A Bayesian approach to bandwidth selection for multivariate kernel density estimation

Xibin Zhang, Maxwell L King, Rob J Hyndman
(2006) Computational Statistics & Data Analysis 50(11), 3009-3031


Kernel density estimation for multivariate data is an important technique that has a wide range of applications. However, it has received significantly less attention than its univariate counterpart. The lower level of interest in multivariate kernel density estimation is mainly due to the increased difficulty in deriving an optimal data-driven bandwidth as the dimension of the data increases.

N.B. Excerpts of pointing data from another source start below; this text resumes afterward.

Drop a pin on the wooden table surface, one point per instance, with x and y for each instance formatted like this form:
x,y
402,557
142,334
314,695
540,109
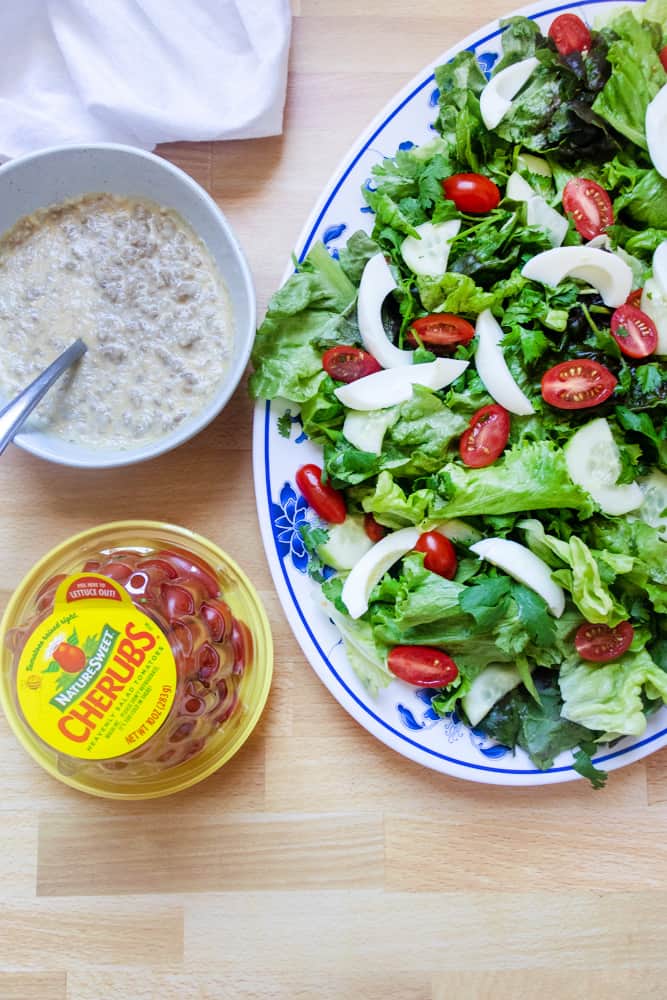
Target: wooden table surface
x,y
318,863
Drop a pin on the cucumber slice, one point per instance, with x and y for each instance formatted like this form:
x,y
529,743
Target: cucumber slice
x,y
366,429
346,544
487,689
594,463
428,254
654,508
459,531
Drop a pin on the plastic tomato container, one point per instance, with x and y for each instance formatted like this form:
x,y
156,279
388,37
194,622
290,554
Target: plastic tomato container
x,y
135,660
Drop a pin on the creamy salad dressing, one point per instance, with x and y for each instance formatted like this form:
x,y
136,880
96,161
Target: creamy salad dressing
x,y
134,281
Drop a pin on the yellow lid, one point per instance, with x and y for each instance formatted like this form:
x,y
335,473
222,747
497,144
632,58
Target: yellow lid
x,y
135,660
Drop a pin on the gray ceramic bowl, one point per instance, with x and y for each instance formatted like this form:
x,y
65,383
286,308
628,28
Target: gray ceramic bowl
x,y
52,175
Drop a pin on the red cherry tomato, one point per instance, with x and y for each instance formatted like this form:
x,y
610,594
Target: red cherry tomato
x,y
599,643
472,193
589,205
569,34
242,644
634,332
191,568
439,554
424,666
327,502
218,616
158,566
120,572
374,530
440,330
576,385
71,659
485,439
347,364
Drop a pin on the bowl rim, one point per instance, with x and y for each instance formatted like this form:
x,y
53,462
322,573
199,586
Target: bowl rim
x,y
242,733
26,440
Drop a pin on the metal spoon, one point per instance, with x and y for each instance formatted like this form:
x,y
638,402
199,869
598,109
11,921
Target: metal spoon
x,y
14,415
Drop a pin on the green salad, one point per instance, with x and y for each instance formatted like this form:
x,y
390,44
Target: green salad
x,y
486,375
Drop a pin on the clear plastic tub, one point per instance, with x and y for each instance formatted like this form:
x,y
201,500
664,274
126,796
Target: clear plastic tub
x,y
136,659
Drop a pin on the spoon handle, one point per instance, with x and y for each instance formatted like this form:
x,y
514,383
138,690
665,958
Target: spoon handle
x,y
16,413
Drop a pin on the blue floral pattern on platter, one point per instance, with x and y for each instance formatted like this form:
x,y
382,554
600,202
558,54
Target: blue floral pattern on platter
x,y
411,727
453,727
286,517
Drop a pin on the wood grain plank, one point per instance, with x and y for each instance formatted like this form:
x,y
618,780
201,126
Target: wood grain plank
x,y
323,43
584,984
252,983
656,778
234,852
33,985
415,795
83,932
434,932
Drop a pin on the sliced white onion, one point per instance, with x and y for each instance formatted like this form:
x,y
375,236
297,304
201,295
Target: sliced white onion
x,y
523,565
654,304
372,566
541,214
492,367
496,98
605,271
377,282
656,131
394,385
660,266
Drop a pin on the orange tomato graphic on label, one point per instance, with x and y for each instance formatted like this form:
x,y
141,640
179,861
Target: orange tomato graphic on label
x,y
71,659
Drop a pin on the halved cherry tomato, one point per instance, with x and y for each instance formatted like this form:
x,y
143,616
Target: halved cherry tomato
x,y
374,530
439,554
634,331
347,364
218,616
589,205
192,568
569,34
485,438
440,330
181,598
576,385
472,193
424,666
327,502
599,643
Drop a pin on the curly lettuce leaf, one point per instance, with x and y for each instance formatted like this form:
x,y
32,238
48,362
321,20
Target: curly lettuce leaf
x,y
609,697
419,433
530,476
304,317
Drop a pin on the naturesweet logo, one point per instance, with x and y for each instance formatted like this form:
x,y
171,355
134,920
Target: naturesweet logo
x,y
87,661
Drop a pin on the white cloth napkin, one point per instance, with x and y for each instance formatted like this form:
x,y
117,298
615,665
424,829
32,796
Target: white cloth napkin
x,y
140,71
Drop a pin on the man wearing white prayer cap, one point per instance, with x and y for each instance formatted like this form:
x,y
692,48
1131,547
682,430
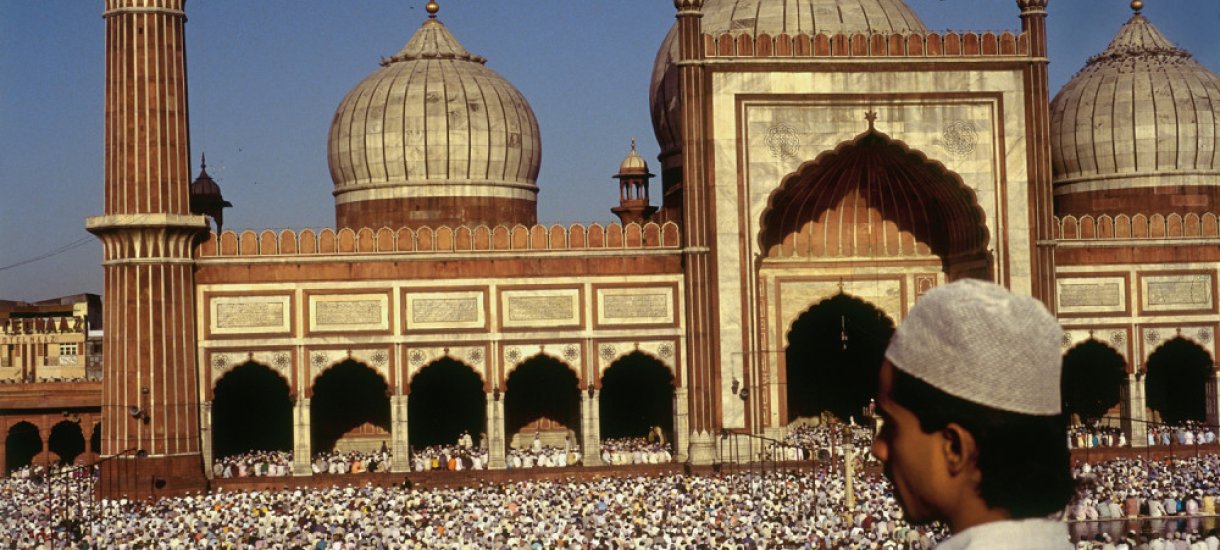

We provide Markov chain Monte Carlo (MCMC) algorithms for estimating optimal bandwidth matrices for multivariate kernel density estimation. Our approach is based on treating the elements of the bandwidth matrix as parameters whose posterior density can be obtained through the likelihood cross-validation criterion. Numerical studies for bivariate data show that the MCMC algorithm generally performs better than the plug-in algorithm under the Kullback–Leibler information criterion, and is as good as the plug-in algorithm under the mean integrated squared error (MISE) criterion. Numerical studies for five-dimensional data show that our algorithm is superior to the normal reference rule. Our MCMC algorithm is the first data-driven bandwidth selector for multivariate kernel density estimation that is applicable to data of any dimension.

Keywords: Cross-validation; Kullback–Leibler information; Mean integrated squared errors; Sampling algorithms; Monte Carlo kernel likelihood.